AFAIK Quorums are the state of the art (and arguably the only relatively efficient option) as far as achieving serializability in a distributed system...

[0]: https://en.wikipedia.org/wiki/Quorum_(distributed_computing)...

[1]: https://arxiv.org/pdf/1406.7423.pdf

1 comments

evanweaver 2800 days ago

> If you talk to a majority of nodes and ask "this is what we all have, right?"

You cannot know this, because the transaction replication is racy and not atomic--it may have applied to only one node while you are doing your read. Whether you see it or don't is luck.

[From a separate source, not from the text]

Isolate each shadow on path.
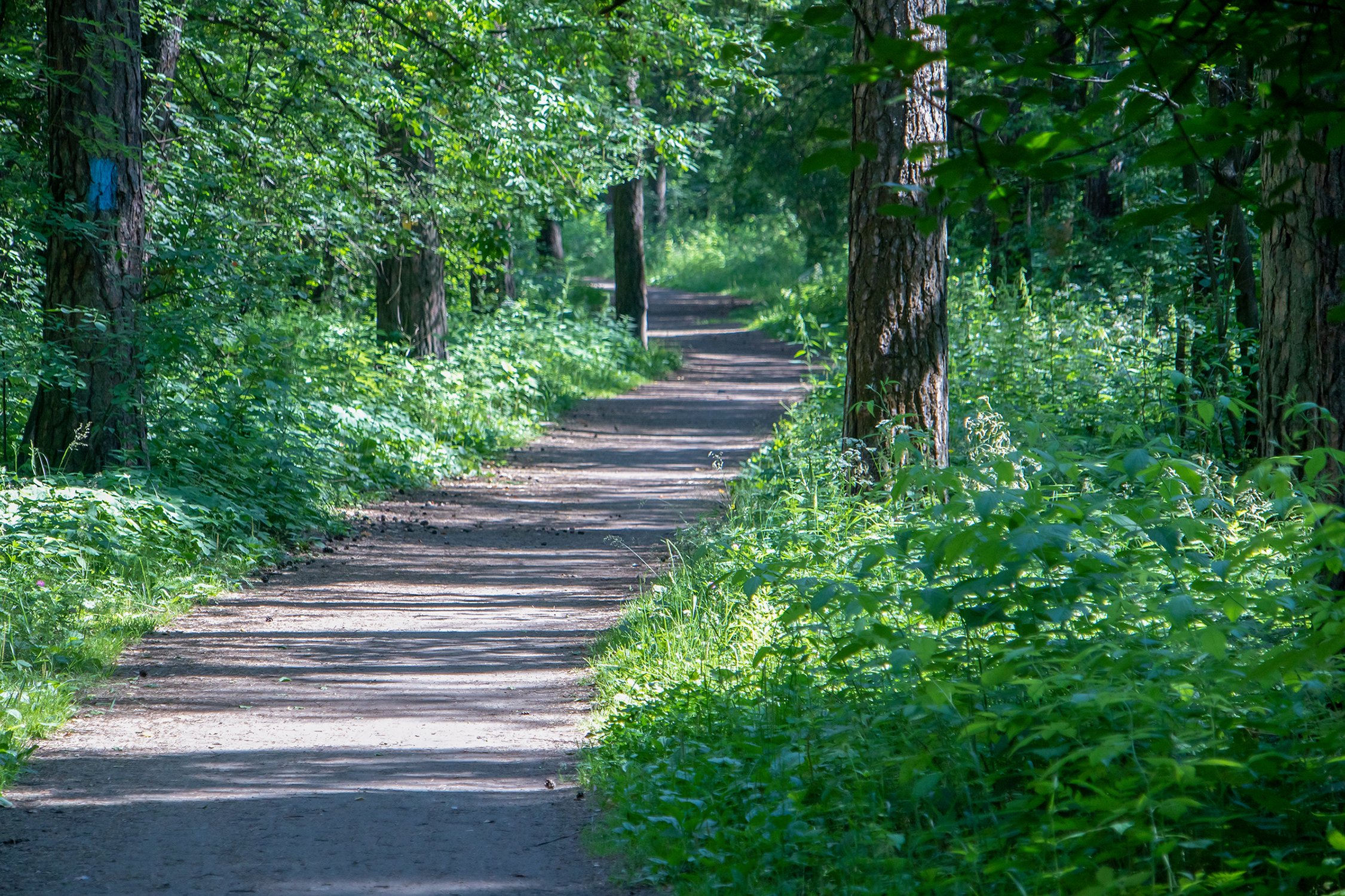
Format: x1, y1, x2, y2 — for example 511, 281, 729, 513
0, 289, 802, 896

So you can have the following scenario (and in practice you will):

- TX commit begins

- TX replicated to node A

- Read from coordinator A' begins

- Read sees replica A (has tx) and replica B (does not)

- Read assumes A wins because of some kind of vector clock in the data value (choosing the older value doesn't make things better, just in case you are wondering)

- Read from coordinator B' begins

- Read sees B (no TX) and C (no TX)

- Read completes with stale value--serializability violation has occurred

- TX finishes replicating to B and C

This leaves aside write skew, torn transactions due to partitions, and all kinds of other problems.

link

hardwaresofton 2800 days ago

I'm super confused -- what you're describing isn't a quorum read/write scenario -- what do you mean by "a wins"? Also where is the prepare phase for 2 phrase commit/any consensus algo? Replica A shouldn't be reporting an unacknowledged transaction to coordinators -- the write hasn't been quorum acknowledged. TX is not considered committed until it reaches a majority of nodes. You are right that if you have a network partition you're in trouble, but that ends in lack of progress, not loss of serializability.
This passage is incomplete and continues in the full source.